Extrêmement humides après récolte, les graines doivent être rapidement emmenées au séchage. Cela se passe à Usson du Poitou, au centre de la zone de culture. Ensuite, les graines sont acheminées à Genouillé pour y être nettoyées et triées dans un lieu nommé Écolience. Ouvrons une large parenthèse, car l’endroit le mérite. Au milieu de nulle part, sous un même toit, sont réunis une douzaine d’ateliers de transformation : huilerie artisanale, moulin équipé de meules de pierre Astrié, boulangerie, biscuiterie, fabrique de pâtes, microbrasserie… et une chaîne de tri et de décorticage de céréales et oléagineux.

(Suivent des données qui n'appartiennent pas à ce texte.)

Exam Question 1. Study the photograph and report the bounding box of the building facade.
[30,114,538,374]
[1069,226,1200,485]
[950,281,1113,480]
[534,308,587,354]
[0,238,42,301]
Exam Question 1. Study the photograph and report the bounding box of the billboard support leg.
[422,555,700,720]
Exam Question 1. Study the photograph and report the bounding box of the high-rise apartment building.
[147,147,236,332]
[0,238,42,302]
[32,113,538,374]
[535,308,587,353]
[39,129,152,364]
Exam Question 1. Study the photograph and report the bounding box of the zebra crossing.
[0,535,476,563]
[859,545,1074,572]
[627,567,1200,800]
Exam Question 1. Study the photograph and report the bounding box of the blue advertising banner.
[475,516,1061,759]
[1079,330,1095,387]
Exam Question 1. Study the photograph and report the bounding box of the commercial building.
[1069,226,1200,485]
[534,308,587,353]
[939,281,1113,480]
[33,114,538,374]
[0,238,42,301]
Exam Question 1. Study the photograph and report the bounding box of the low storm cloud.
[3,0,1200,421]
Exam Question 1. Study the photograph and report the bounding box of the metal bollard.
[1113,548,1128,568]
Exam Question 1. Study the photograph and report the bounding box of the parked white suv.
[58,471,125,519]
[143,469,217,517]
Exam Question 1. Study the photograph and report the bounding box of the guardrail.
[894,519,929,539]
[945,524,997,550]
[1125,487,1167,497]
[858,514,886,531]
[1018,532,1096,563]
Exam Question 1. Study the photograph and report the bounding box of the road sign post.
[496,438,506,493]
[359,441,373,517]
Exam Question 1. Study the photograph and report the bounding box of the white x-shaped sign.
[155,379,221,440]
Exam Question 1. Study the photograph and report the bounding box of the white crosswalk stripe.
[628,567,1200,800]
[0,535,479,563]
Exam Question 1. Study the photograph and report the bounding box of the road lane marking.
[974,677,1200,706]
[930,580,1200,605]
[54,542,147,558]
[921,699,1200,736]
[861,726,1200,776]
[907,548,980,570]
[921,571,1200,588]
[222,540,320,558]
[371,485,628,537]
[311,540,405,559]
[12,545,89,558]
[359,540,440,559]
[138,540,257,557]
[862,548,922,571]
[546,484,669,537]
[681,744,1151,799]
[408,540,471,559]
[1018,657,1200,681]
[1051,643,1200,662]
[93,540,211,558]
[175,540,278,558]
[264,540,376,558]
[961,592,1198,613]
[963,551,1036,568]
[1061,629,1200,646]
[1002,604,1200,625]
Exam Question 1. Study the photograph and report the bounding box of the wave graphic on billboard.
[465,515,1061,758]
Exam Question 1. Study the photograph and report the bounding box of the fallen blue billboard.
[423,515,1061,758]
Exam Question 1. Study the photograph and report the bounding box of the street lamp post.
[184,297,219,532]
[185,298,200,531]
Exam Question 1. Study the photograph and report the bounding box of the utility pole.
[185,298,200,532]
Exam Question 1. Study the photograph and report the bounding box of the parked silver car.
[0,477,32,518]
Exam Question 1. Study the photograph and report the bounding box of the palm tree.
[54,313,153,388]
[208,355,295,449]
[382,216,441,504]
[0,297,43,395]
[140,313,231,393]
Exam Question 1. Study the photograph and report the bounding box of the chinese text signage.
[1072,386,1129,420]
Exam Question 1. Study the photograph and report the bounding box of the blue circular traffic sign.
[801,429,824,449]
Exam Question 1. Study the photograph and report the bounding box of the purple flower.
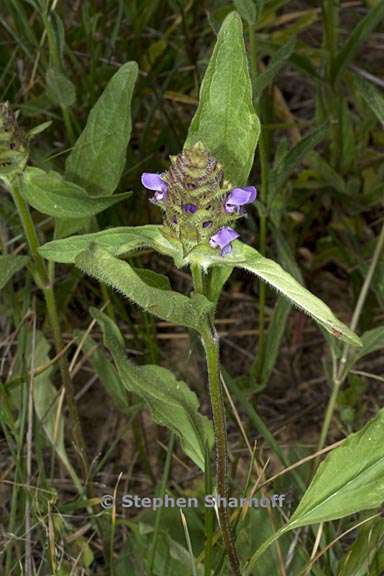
[183,203,197,213]
[225,186,257,213]
[203,221,212,228]
[141,172,168,203]
[209,226,239,256]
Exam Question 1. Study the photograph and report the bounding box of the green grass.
[1,0,384,574]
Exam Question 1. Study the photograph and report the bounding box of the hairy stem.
[192,264,240,575]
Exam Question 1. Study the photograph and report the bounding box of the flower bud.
[0,102,28,182]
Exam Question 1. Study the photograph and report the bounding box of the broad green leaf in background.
[75,331,140,418]
[331,1,384,82]
[260,296,292,389]
[233,0,257,24]
[75,244,213,332]
[269,124,328,198]
[288,408,384,527]
[46,67,76,107]
[185,11,260,186]
[32,332,81,491]
[39,224,183,264]
[21,167,132,219]
[208,265,234,304]
[246,409,384,572]
[92,309,214,470]
[253,36,296,101]
[0,255,29,289]
[65,61,138,196]
[353,74,384,125]
[357,326,384,358]
[187,241,361,346]
[344,326,384,374]
[132,267,172,291]
[337,517,384,576]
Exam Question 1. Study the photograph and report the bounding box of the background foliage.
[1,0,384,574]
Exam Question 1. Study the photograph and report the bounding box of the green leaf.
[27,120,52,140]
[186,241,361,347]
[185,11,260,185]
[0,255,29,289]
[357,326,384,359]
[46,67,76,107]
[32,332,81,491]
[91,308,214,470]
[65,61,138,196]
[253,37,296,101]
[208,265,234,303]
[260,296,291,389]
[39,224,183,264]
[269,124,328,197]
[337,518,384,576]
[288,408,384,527]
[331,2,384,82]
[75,331,138,418]
[76,244,213,332]
[246,409,384,572]
[353,74,384,125]
[21,167,132,219]
[132,267,172,291]
[233,0,257,24]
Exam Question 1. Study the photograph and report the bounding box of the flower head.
[0,102,28,181]
[141,143,256,256]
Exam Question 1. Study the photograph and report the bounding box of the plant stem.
[191,264,240,575]
[200,325,241,575]
[10,175,89,480]
[318,222,384,451]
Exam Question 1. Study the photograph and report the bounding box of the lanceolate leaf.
[185,11,260,185]
[269,124,328,198]
[246,409,384,572]
[253,37,296,101]
[21,167,132,219]
[0,255,29,289]
[32,332,81,491]
[288,408,384,527]
[92,308,214,470]
[331,2,384,82]
[187,241,361,347]
[353,74,384,126]
[233,0,257,24]
[75,331,138,418]
[39,225,183,264]
[46,67,76,107]
[65,61,138,196]
[75,245,213,332]
[260,296,291,389]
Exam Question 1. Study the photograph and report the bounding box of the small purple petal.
[221,244,233,256]
[203,221,212,228]
[209,227,239,252]
[225,185,257,213]
[183,203,197,214]
[150,190,166,204]
[141,172,168,193]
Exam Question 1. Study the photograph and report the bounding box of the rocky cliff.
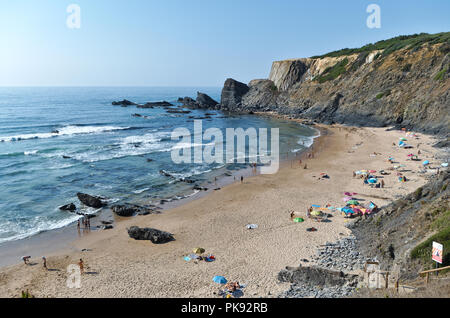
[217,32,450,135]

Tout cela réuni pour que la matière parcourt le moins de distance possible : dans ce vivier du bio où l’on rencontre plus de 400 producteurs certifiés dans un rayon de 40 km, il eût été dommage de ne pas mettre en mouvement une économie circulaire. Les produits transformés sont donc vendus en restauration collective et dans les magasins bio de la région – ou transportés en lot chez Satoriz dans le cas des graines de courge. Pour ne rien gâcher, les ateliers émettent très peu de CO2 et les coproduits (comme le son des céréales ou les tourteaux issus de la production d’huile) sont donnés aux animaux à proximité. Notamment les 220 chevrettes poitevines qui mettent l’ambiance devant Écolience ! D’ailleurs, vous pourrez aller les voir à partir de cet été : les ateliers seront visibles depuis l’extérieur.
Nos graines de courge, donc. Les voilà qui passent successivement plusieurs étapes : lavage rapide, séchage lent (12 à 24 heures), brossage (pour enlever la pellicule blanche qui colle à la graine), puis plusieurs tris (adieu, cailloux !). Les voilà prêtes à être déversées dans nos silos de vrac !
Dans l’assiette
On passe donc au plaisir et aux bienfaits que nous apportent ces graines. Les graines de courge sont particulièrement riches en protéines, minéraux, fibres et acides gras, dont les mono et poly-insaturés, parmi lesquels les très recherchés oméga 3. On les apprécie dans les recettes sucrées comme salées :
– Croquées telles quelles, vous connaissez.
– Doucement toastées à la poêle sans matière grasse, elles gonflent, croustillent et révèlent des saveurs exceptionnelles, quelque part entre noisette et pistache.
– Entières, on les parsème sur les salades, soupes, plats de légumes ou de céréales, pâtes, gratins…
– On les ajoute dans nos recettes de muesli et de granola du petit dèj’, dans les yaourts, sur les compotes, le pain maison…
– On les broie avec de l’huile d’olive et les herbes aromatiques du moment pour remplacer les pignons dans une version économique du célèbre pesto.
– On peut les réduire en poudre à l’aide d’un blender, d’un mortier ou d’un moulin électrique. Elles donnent alors une poudre que l’on peut utiliser comme une poudre d’amande. En mélange avec de la farine dans une pâte à pain, gâteau, tarte ou crumble, cette poudre offre un résultat gourmand, savoureux et… vert ! Idéal dans un cake salé aux épinards ou un gâteau au thé matcha, pour rester dans l’ambiance.
– Toastées, écrasées et mélangées à du sel, les graines de courge sont un assaisonnement délicieux pour toutes les assiettes.